Brian Osborne (26 March 1940 – 8 July 2021) was an English actor. He was best known for his roles in Upstairs, Downstairs and The Sandbaggers. Osborne also had minor roles in six Carry On films as well the TV series Carry On Laughing.

Early life
Brian Osborne was born in 1940 in Bath, Somerset. He started acting while at school. Later he toured school with a children's theatre company and he played The Pied Piper of Hamelin. His first television role was in 1966 in an episode of Softly, Softly.

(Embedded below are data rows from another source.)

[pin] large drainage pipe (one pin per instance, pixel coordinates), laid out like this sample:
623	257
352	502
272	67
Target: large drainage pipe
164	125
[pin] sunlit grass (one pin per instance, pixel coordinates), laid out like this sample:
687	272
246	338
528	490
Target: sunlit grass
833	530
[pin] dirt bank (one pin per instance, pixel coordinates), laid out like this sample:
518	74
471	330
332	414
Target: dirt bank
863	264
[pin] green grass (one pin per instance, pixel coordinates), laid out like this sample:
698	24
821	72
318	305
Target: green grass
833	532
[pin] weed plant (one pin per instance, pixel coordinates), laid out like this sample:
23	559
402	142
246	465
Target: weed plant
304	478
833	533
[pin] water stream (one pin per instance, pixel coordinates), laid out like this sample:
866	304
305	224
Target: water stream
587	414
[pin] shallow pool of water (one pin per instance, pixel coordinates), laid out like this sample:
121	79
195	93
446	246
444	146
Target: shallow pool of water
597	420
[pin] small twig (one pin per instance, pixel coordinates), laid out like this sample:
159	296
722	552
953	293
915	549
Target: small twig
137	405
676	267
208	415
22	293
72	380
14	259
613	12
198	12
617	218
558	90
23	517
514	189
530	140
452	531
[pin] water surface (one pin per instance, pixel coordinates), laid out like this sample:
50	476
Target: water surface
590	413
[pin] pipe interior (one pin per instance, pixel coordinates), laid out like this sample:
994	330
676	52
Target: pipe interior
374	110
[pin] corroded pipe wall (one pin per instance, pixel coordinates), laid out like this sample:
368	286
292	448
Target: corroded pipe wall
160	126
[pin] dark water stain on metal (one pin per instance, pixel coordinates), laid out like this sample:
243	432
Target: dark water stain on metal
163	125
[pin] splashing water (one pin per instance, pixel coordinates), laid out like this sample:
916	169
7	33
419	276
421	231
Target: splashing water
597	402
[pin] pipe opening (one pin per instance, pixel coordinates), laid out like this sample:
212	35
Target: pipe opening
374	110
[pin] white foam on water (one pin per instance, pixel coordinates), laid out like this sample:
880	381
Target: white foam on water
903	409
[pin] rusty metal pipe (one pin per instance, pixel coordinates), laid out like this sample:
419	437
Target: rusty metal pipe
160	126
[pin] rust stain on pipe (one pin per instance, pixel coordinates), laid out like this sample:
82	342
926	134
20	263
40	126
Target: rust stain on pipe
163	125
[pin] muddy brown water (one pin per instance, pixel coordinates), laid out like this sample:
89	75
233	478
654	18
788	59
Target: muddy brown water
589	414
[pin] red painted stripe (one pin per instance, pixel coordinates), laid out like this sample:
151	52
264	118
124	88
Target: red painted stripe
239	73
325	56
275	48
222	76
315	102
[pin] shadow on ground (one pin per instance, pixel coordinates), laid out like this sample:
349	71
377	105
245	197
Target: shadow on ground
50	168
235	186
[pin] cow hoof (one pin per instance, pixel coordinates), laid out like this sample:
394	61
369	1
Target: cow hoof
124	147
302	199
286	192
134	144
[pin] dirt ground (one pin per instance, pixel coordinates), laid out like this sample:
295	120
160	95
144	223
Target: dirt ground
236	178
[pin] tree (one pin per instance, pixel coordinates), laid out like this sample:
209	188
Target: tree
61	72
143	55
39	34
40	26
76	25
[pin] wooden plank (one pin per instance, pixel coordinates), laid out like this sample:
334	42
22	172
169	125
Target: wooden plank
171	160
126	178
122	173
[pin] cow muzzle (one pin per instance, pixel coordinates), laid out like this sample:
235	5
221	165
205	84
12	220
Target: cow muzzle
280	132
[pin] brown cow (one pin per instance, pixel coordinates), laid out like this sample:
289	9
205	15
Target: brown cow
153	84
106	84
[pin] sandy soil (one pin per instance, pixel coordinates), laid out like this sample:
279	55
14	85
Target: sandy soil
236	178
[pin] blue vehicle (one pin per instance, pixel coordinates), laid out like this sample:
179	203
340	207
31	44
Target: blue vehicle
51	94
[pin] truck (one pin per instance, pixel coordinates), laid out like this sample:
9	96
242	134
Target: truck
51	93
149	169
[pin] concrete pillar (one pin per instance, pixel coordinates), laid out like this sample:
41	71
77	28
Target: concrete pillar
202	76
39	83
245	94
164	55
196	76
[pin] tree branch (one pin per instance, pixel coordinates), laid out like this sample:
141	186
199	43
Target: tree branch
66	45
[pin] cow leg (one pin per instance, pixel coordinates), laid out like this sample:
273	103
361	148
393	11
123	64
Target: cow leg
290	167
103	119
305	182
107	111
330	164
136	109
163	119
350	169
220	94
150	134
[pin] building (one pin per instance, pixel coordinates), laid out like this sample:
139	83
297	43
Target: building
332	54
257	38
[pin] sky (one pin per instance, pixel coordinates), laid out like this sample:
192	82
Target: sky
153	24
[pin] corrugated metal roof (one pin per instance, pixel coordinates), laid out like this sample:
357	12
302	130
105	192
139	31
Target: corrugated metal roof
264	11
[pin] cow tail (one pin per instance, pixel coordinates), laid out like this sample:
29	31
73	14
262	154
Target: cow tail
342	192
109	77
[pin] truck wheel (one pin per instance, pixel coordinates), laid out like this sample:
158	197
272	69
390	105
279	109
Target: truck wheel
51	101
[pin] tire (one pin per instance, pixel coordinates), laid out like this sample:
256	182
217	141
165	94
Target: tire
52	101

After this he toured Europe and the United States with the Royal Shakespeare Company, as well as having roles in Bless This House and Follyfoot.

1970s and 1980s
In 1971, Brian Osborne secured the role of Pearce, the coachman, in the period drama Upstairs, Downstairs. This role did not play a large part in the programme and Pearce left Eaton Place in the programme's second series in 1972. In the same year, Osborne was in Carry On Matron. This was the first of six Carry On appearances, the others being Carry On Abroad, Carry On Girls, Carry On Dick, Carry On Behind and Carry On England. In addition, he appeared in seven episodes of the TV series Carry On Laughing. In 1973, he appeared in an episode of Some Mothers Do 'Ave 'Em and in 1976 appeared in an episode of Space: 1999. From 1978 to 1980 he played Sam Lawes in six episodes of Cold War drama The Sandbaggers.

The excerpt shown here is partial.